Quelques saisons plus tard, Dirk et moi avons eu notre titre NBA.

Crédit photo : Glenn James/NBAE/Getty Images

Les Mavs 2011, on était durs. Un groupe hétéroclite. Parfois, j’appelle cette équipe la version NBA des Bad News Bears. On avait Jason Terry, alias Benjamin Button. On avait Tyson Chandler et Peja, mon back-up était J.J. Barea. Nous avions Shawn Marion. Nous avions un certain Brian Cardinal, qu’on appelait « le Dépositaire ». C’était un broyeur. Nous avions beaucoup d’anciens combattants. J’adorais ce groupe parce qu’on se bousculait. Nous aimions jouer.

Personne n’avait parié sur nous pour remporter le titre cette année-là. Le Heat a eu LeBron, D-Wade, Chris Bosh, leur première année ensemble. On était les Bad News Bears. Mais c’est le point justement, non ? Ils avaient tous les talents du monde, mais ils avaient besoin d’une saison de plus pour vraiment être en phase.

J’étais à 0-2 en finale de la NBA avant 2011. J’avais appris à mes dépens à quel point c’était éreintant de gagner dans sa conférence peu importe la conférence, peu importe l’année. C’est si difficile. Il faut du talent, de la chance, du travail d’équipe et tout le reste pour que cela marche. Je savais trop bien ce que c’était que d’aller jusqu’en juin… De se casser les dents contre Shaq et Kobe, ou Tim, Manu et Tony, avec tout le respect que je leur dois.

Je suis toujours très fier de ce qu’on a fait.

Dirk et moi avons nos bagues. On était un groupe de broyeurs et c’était bien. Je pense que nous avons gagné cette série parce que nous savions ce qu’était l’adversité et le travail d’équipe.

Soit ça, soit Dirk les a frappés avec un truc qui se respire par les yeux.

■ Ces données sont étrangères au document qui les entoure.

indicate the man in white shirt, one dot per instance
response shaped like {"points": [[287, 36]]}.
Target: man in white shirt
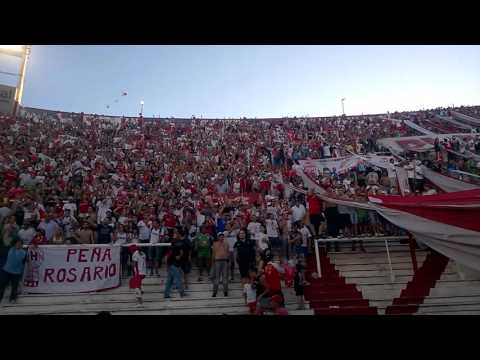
{"points": [[273, 232], [27, 233], [70, 205], [298, 212], [306, 237], [253, 227], [102, 207], [154, 252], [143, 232]]}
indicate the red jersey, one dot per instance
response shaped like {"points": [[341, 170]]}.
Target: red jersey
{"points": [[83, 207], [272, 278], [170, 220], [314, 204], [264, 184]]}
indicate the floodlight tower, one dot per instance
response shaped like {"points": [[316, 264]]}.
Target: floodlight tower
{"points": [[22, 52]]}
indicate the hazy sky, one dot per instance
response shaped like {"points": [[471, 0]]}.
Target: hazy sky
{"points": [[256, 81]]}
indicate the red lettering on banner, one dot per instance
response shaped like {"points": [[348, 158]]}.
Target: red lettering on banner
{"points": [[72, 275], [98, 270], [114, 268], [82, 257], [48, 273], [33, 256], [61, 275], [86, 272], [106, 254], [96, 252], [70, 252]]}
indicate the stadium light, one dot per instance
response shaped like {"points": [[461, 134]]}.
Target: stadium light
{"points": [[14, 50], [23, 52]]}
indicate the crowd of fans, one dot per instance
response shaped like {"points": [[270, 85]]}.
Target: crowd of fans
{"points": [[217, 190]]}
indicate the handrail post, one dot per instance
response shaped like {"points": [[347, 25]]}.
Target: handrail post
{"points": [[411, 242], [317, 256], [392, 275]]}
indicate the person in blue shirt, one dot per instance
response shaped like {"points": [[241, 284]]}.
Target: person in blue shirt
{"points": [[11, 273]]}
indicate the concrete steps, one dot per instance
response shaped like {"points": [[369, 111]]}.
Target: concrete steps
{"points": [[121, 300]]}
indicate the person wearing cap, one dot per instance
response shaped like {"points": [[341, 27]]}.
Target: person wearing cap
{"points": [[104, 233], [202, 247], [220, 257], [27, 233], [174, 264], [276, 304], [139, 270], [11, 272]]}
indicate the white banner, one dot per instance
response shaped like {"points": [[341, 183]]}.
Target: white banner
{"points": [[446, 183], [53, 269], [419, 128], [340, 165]]}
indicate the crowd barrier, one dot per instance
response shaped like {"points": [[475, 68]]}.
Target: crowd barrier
{"points": [[63, 269], [384, 239]]}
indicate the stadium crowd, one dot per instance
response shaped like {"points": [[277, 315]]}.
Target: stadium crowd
{"points": [[219, 191]]}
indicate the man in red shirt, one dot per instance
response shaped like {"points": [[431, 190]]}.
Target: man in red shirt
{"points": [[315, 211], [272, 273]]}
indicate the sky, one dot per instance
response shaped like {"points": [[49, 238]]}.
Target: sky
{"points": [[252, 81]]}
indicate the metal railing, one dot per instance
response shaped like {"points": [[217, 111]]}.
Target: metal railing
{"points": [[385, 239]]}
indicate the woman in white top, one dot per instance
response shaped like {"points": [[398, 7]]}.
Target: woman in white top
{"points": [[121, 237], [154, 251]]}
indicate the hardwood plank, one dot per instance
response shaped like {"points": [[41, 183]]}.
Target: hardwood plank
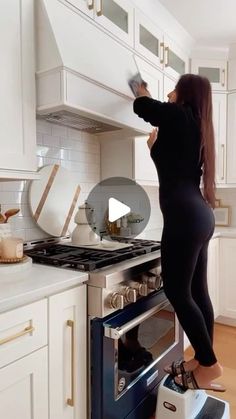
{"points": [[225, 348]]}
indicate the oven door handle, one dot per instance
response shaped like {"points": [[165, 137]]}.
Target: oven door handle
{"points": [[116, 333]]}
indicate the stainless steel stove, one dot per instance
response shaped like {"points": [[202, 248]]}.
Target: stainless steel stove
{"points": [[133, 331]]}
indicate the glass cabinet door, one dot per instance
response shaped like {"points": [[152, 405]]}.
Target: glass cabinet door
{"points": [[85, 6], [148, 39], [117, 17], [175, 60], [214, 70]]}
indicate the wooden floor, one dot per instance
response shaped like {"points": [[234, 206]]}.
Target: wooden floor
{"points": [[225, 348]]}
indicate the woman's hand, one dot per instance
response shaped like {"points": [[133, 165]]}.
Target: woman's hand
{"points": [[142, 90], [152, 138]]}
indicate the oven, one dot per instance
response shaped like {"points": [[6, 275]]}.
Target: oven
{"points": [[129, 349], [133, 331]]}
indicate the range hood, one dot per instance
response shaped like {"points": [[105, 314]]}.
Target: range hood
{"points": [[82, 73]]}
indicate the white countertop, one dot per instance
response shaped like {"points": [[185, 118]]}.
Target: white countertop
{"points": [[38, 281]]}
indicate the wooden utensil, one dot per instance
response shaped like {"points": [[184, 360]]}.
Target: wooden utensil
{"points": [[9, 213]]}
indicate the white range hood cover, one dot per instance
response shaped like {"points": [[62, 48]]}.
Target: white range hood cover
{"points": [[82, 71]]}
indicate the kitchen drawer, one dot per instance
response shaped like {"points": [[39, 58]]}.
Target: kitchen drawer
{"points": [[22, 331]]}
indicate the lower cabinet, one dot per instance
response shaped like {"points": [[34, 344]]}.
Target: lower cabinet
{"points": [[227, 272], [213, 273], [67, 355], [43, 374], [23, 387]]}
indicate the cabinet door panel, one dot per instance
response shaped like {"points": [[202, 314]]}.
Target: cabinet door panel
{"points": [[227, 277], [67, 354], [231, 142], [24, 389], [215, 71], [219, 121], [152, 77], [85, 6], [176, 62], [148, 39], [17, 109], [117, 16]]}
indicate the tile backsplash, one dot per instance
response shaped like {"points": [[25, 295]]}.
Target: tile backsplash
{"points": [[80, 153], [76, 151]]}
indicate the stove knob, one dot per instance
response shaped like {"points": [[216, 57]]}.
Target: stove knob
{"points": [[154, 283], [143, 289], [130, 295], [117, 301]]}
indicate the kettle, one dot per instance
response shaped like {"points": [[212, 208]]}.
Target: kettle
{"points": [[84, 233]]}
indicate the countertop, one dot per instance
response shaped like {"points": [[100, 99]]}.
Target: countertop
{"points": [[38, 281], [155, 234]]}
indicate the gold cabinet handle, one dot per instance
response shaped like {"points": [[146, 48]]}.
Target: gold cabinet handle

Ma première année, Gary Payton m’a montré ce qu’était une ligue d’Hommes.

Gary est un gars d’Oakland, un peu plus âgé que moi. Tout le monde parlait de Gary quand il arrivait, et tout le monde connaissait son père, Al, qui dirigeait la ligue de basket de la ville pour les enfants.

Quand j’ai rencontré Gary, il était à la fac, il jouait pour l’Oregon State. Il est arrivé avec des chaussures fraîches et un survêtement. Même à l’époque, il te noyait l’oreille de paroles. S’il chuchotait, c’était fort. Il se faisait toujours un devoir de me parler s’il me voyait. Il me donnait des conseils ou des encouragements. J’ai apprécié ça.

Quand je suis arrivé en NBA, on s’est affrontés pour la première fois dans un match de ma première année à Seattle. On n’était pas vraiment amis, mais il me connaissait à l’époque. Puis je l’ai déféndu dans le match. Je débordais d’énergie. Sur une action, il m’a doublé pour mettre un lay-up et je l’ai rattrapé. J’ai bloqué son tir.

Je me sentais bien. Je le sentais. Je me suis tourné vers Gary et je lui ai crié au visage.

« Get That Shit Out Of Here »

Je savais que c’était une erreur quand je l’ai dit. Ce n’était pas mon style. Gary a marqué les 11 points suivants, se déplaçant en silence alors qu’il me travaillait au poste. Notre entraîneur adjoint secouait la tête, comme s’il voulait dire : « Ne sais-tu pas qu’il ne faut pas le chercher ? »

Après le match, Gary s’est approché de moi, la tête baissée sur le côté. Un grand sourire.

« C’est bon ? »

Je doute qu’il se souvienne de ce match, mais j’apprécierai toujours ce que j’en ai retiré. Cela m’a pris quelques années, mais j’ai appris à mieux contrôler mes émotions dans les jeux. Je n’ai jamais trop trashtalké derrière. C’est une force pour certains, comme Gary, mais pas pour moi. La NBA est un vrai jeu mais le basketball se joue dans la tête avant tout.

J’ai joué dans des équipes de NBA incroyables dans ma carrière, chaque endroit où je me suis arrêté, et chaque fois que j’ai joué avec des gars, j’ai essayé de prendre quelque chose de leur approche du jeu et de l’ajouter à la mienne.

Ce que je considérais comme le succès en basket-ball était d’être le meilleur meneur de jeu sur le terrain que je pouvais être. Je voulais rendre le jeu facile et amusant pour mes coéquipiers. J’espère l’avoir fait le plus souvent possible.

Merci au Hall of Fame, à mes entraîneurs, à tous les membres du personnel partout dans le monde qui font tout ce que les fans ne voient pas, à mes coéquipiers. A tous ceux que j’ai croisé dans ma carrière de basketball. Je suis fier, je suis reconnaissant. Je suis vraiment honoré par cette introduction. Plus que tout, je sais que j’ai beaucoup de chance. Je n’aurais pas pu le faire sans tant de monde.